Rule 702 {Daubert trilogy "Testimony by Experts"}. If scientific, technical, or other specialized knowledge will assist the trier of fact to understand the evidence or to determine a fact in issue, a witness qualified as an expert by knowledge, skill, experience, training, or education, may testify thereto in the form of an opinion or otherwise, if (1) the testimony is based upon sufficient facts or data, (2) the testimony is the product of reliable principles and methods, and (3) the witness has applied the principles and methods reliably to the facts of the case.

Rule 902(14) {codified December 1st, 2017}. Electronically copied data, if authenticated by a process of digital identification as shown by a certification of a qualified person, shall be deemed as Self-Authenticating evidence and admitted without extrinsic evidence of authenticity. Otherwise, a certification in the form of a written affidavit by a qualified person, capable of being a witness at trial, shall be required to establish authenticity. 

Rule   901  Allows expert opinion as to the authenticity of evidence.
Rule 1002  Requires the original evidence to prove authenticity except as provided by the rules or federal law.
Rule 1003  A duplicate is admissible to the same extent as the original unless a genuine question is raised about the original’s authenticity or the circumstances make it unfair to admit the duplicate.
Rule 1006  A summary may serve as substitute evidence so long as the underlying evidence is made available.

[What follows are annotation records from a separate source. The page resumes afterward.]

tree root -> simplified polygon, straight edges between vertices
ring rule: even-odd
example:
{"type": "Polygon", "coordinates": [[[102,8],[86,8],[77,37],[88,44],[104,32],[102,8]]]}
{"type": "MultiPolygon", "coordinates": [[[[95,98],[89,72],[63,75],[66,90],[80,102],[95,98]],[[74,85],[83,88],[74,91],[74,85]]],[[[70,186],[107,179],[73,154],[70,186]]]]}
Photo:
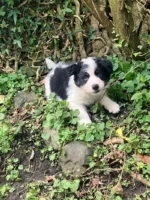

FEDERAL RULES OF CIVIL PROCEDURE Rule 37 (e)
Failure to Preserve Electronically Stored Information. If electronically stored information that should have been preserved in the anticipation or conduct of litigation is lost because a party failed to take reasonable steps to preserve it, and it cannot be restored or replaced through additional discovery, the court:
 (1) upon finding prejudice to another party from loss of the information, may order measures no greater than necessary to cure the prejudice; or
 (2) only upon finding that the party acted with the intent to deprive another party of the information’s use in the litigation may:
  (A) presume that the lost information was unfavorable to the party;
  (B) instruct the jury that it may or must presume the information was unfavorable to the party; or
  (C) dismiss the action or enter a default judgment.